Since it would take a long time to create results for all of the mixed population samples, download these output files pre-generated with _breseq using the default polymorphism filtering options in order to continue the tutorial:

Download population_gd

If you look at these files, you will also notice that metadata (experiment, population, generation) has been added to these files that enables them to be properly sorted into order.

Make a compare table for all of these files.

$ cd population_gd
$ gdtools COMPARE -r ../REL606.gbk -o ../time-course.html `ls *.gd`

Open the HTML output file and look at the trajectories of mutations that appear early and later.

Here are a few questions to get you started thinking about the data:

What do you notice about the last sample, REL11151 (45,000 generations)? It's located furthest to the right.

It has many, many, many more predicted mutations than the other samples. This type of result could potentially be due to some pathological characteristic of that particular sequencing dataset. However, in this case it is actually because the population evolved an elevated mutation rate by 36,000 generations which led to an explosion of genetic diversity in the population by 45,000 generations.

What other potential problems do you notice with the output?

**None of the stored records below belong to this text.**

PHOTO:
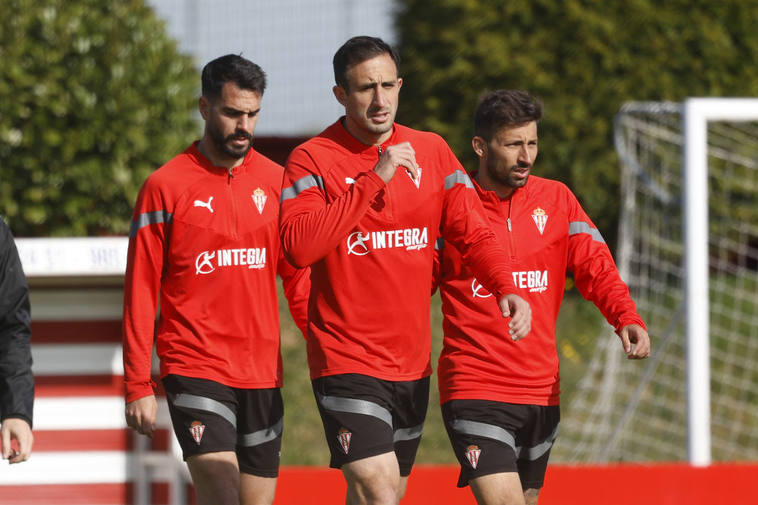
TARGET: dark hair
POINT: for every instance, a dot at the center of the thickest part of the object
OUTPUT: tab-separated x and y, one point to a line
357	50
505	107
232	68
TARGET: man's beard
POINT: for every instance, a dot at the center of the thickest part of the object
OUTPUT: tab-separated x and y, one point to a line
222	143
507	178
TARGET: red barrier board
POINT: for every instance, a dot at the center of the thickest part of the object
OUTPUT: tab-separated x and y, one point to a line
625	484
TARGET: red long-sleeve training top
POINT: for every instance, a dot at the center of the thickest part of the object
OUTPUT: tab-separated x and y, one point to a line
371	246
548	235
207	240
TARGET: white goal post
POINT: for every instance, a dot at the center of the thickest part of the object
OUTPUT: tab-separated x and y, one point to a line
698	112
688	249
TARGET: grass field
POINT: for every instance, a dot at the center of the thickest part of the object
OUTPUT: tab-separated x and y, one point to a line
303	443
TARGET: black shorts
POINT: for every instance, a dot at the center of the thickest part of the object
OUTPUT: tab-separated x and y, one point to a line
493	437
364	416
211	417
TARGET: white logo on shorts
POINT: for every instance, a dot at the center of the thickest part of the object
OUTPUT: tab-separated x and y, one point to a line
472	455
344	437
197	429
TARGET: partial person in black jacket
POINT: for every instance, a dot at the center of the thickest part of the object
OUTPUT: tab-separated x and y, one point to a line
16	381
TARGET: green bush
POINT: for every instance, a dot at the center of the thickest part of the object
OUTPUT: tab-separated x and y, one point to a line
93	97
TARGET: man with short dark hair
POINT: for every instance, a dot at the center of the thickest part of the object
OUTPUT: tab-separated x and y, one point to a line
500	397
16	380
205	242
363	204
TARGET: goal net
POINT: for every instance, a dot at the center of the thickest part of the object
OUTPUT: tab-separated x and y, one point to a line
638	411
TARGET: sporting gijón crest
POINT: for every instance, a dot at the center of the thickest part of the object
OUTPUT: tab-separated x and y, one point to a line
472	455
344	436
197	429
540	219
259	199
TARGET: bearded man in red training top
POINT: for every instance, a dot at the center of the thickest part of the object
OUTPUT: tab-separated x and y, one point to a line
363	204
500	397
205	242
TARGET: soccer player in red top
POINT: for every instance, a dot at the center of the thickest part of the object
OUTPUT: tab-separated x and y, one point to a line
500	397
363	204
205	242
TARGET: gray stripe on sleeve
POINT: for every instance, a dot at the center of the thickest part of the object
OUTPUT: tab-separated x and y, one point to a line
148	218
307	182
458	177
577	227
207	404
355	406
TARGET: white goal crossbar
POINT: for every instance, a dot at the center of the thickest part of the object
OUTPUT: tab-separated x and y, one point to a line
697	113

Some mutations may "blink in and out of existence" (be present at one time point and then disappear at later time points only to reappear later). In some cases, this represents actual population dynamics: that lineage may have been close to extinction and then experienced a resurgence as it accumulated additional beneficial mutations. In many cases, however, we know that this is impossible because it does not happen to linked mutations that are present in the same evolved lineage. This type of error is due to improperly rejecting evidence for a polymorphism in one or a few samples. One solution to this problem is to adjust the \_[breseq]() options for filtering polymorphism predictions, but this is unlikely to give a clean result for any setting. A second solution is to compile a list of evidence that you force \_[breseq]() to always look at and predict the frequency of using the **--user-evidence-gd** option. If you supply this option, then it will predict and record evidence for that RA or JC item even if it has a frequency of 0% because there are no variants supporting it in a given population sample.